After a decade of remaining under the radar, Blek le Rat was eventually discovered and caught by the French authorities while he was stenciling an outline of his interpretation of Caravaggio’s Madonna and Child painting.

Madonna and Child by Blek le Rat | © Stefan Kloo/WikiCommons
Madonna and Child by Blek le Rat | © Stefan Kloo/WikiCommons

The stenciled black and white figures of Blek le Rat’s “Madonna and Child” depict a woman called Sybille who came from the surrounding area. Blek le Rat had fallen in love with Sybille and decided to proclaim his amorous feelings to her and the rest of the world by spray painting her image while referencing the master Italian baroque artist Caravaggio’s famous piece. Fortunately, this love story has a happy ending, as Sybille and Prou are now married and have one son together. This image is Blek le Rat’s oldest remaining work of art.

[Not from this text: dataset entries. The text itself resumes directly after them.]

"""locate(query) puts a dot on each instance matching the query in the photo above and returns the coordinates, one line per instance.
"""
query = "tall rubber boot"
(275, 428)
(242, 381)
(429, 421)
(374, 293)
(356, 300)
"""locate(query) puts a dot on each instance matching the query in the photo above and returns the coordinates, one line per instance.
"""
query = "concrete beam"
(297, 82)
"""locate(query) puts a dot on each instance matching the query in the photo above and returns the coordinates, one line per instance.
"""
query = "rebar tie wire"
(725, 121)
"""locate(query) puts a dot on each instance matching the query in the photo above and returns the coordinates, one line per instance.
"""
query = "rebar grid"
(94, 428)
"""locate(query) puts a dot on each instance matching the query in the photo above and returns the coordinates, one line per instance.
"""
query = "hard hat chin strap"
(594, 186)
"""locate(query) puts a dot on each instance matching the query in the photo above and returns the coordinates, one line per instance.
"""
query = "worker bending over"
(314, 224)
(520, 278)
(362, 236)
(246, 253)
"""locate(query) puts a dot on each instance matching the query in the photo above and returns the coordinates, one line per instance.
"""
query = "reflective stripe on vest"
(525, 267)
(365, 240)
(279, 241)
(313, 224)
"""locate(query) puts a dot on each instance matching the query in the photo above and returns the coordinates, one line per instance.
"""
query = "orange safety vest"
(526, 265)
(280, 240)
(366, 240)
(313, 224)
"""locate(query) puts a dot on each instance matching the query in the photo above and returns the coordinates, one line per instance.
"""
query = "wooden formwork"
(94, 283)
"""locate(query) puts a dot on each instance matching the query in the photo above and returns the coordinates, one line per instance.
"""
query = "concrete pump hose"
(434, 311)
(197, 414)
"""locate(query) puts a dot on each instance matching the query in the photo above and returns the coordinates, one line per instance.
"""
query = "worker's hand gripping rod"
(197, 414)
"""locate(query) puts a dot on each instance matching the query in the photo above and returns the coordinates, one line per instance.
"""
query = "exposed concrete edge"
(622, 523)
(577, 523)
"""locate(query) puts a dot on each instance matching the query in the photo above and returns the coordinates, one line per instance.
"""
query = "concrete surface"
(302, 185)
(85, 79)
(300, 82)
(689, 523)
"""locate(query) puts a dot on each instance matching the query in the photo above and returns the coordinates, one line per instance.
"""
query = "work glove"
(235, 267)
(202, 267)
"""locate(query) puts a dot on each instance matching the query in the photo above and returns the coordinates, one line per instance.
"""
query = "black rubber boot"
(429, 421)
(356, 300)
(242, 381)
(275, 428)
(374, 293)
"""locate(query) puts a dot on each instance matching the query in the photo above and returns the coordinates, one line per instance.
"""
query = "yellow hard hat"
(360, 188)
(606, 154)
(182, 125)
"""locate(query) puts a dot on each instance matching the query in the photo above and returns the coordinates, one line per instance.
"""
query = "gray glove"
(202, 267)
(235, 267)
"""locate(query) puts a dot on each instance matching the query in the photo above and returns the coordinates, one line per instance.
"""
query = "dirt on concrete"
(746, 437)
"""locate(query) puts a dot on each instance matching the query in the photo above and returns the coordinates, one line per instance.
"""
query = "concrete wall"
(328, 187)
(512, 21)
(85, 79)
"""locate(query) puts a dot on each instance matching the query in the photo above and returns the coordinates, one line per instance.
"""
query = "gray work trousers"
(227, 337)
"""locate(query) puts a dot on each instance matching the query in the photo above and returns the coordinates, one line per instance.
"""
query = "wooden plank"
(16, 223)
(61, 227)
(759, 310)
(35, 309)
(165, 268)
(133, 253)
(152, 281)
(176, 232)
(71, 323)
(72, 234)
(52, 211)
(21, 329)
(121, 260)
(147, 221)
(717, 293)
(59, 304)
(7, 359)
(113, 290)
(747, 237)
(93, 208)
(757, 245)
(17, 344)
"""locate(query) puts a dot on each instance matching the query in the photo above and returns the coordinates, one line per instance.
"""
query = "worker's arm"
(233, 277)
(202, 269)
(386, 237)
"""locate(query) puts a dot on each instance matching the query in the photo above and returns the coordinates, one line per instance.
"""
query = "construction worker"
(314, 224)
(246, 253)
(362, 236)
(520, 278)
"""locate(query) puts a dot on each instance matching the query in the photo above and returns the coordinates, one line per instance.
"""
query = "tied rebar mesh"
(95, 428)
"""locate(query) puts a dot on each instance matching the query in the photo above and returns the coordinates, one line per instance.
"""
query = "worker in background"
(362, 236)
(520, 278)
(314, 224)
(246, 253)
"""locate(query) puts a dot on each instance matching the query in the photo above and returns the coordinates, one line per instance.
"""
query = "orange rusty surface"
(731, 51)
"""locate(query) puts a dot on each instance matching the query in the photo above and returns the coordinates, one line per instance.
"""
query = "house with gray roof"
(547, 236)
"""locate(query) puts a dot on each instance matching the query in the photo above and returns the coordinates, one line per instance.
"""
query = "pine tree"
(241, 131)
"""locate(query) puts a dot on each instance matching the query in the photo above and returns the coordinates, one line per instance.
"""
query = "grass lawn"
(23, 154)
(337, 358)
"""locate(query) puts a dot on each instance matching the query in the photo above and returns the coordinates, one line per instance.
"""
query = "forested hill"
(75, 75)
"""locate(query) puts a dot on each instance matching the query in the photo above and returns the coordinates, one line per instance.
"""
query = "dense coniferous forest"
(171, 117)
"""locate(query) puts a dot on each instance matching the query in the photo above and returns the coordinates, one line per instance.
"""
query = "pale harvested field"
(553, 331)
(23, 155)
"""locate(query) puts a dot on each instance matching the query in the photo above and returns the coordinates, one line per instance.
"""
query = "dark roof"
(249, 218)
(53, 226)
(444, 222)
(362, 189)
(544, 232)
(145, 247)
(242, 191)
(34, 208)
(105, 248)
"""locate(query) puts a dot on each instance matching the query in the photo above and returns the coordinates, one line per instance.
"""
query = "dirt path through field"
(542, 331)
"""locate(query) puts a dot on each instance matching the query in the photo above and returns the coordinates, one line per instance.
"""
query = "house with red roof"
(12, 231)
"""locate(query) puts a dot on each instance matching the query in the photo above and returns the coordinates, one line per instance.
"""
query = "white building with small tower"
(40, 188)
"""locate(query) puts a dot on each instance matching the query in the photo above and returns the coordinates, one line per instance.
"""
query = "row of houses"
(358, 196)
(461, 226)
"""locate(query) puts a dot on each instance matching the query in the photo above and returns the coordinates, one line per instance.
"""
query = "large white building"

Yet it was not just his love life and the city of New York that inspired Prou. Artists such as David Hockney, an English artist who produced life crayon drawings, 1960s pop artist Andy Warhol and the English painter Richard Hamilton, who worked with collage and who did not like to play by the traditional rules of art, were all key influencers on his work.

“The Man Who Walks Through Walls” is a self-portrait of the artist himself. Taking the body of Buster Keaton, one of his favorite actors, Prou has stenciled this image of a traveling man carrying suitcases in cities all over the world, indicating his lifestyle and mission to spread his art widely.

When Prou creates a work of graffiti art, he is careful to select the right location to fit the design he has in mind, as his aim is for each piece to integrate creatively into its immediate surroundings. For him, the image must be an addition to the community and not be seen as a desecration of a city’s architecture.

A picture can speak a thousand words, and this is exactly the case in Prou’s series of works on homeless people.The images sprayed in New York demonstrate the city’s problems of thousands living on the streets with no stable home. It also raises the issue to passersby who stop to look at the art, but who might normally neglect to take in and be concerned by the real life homeless people on the streets.

Street art is a way to transmit important ideas to mainstream civilians, to bring art to the people and to tell a powerful story. Like Blek le Rat, Banksy is not just an artist but also a critic of society who has also used his graffiti to send a message to the world. Also like Prou, Banksy is well known for stenciling his images to walls that often include large solitary figures, exerting a strong influence on the French artists’ work.

Prou is an admirer of Banksy’s work and has been cited as saying that he respects him and appreciates his touch of British humor demonstrated in his work. It is clear, however, when looking at several pieces by Banksy that the French artist has had a strong influence on his work. Can you notice any similarities?

So there you have it: first there was Blek, and then there was Bansky. If Banksy is the father of street art, then Blek le Rat is most certainly the grandfather of the movement, as it was he who set action into motion with the invention of stenciled graffiti. Currently, Prou resides in France with his wife and son, and continues to produce artworks and hold exhibitions around the world. This little rat will not soon be forgotten!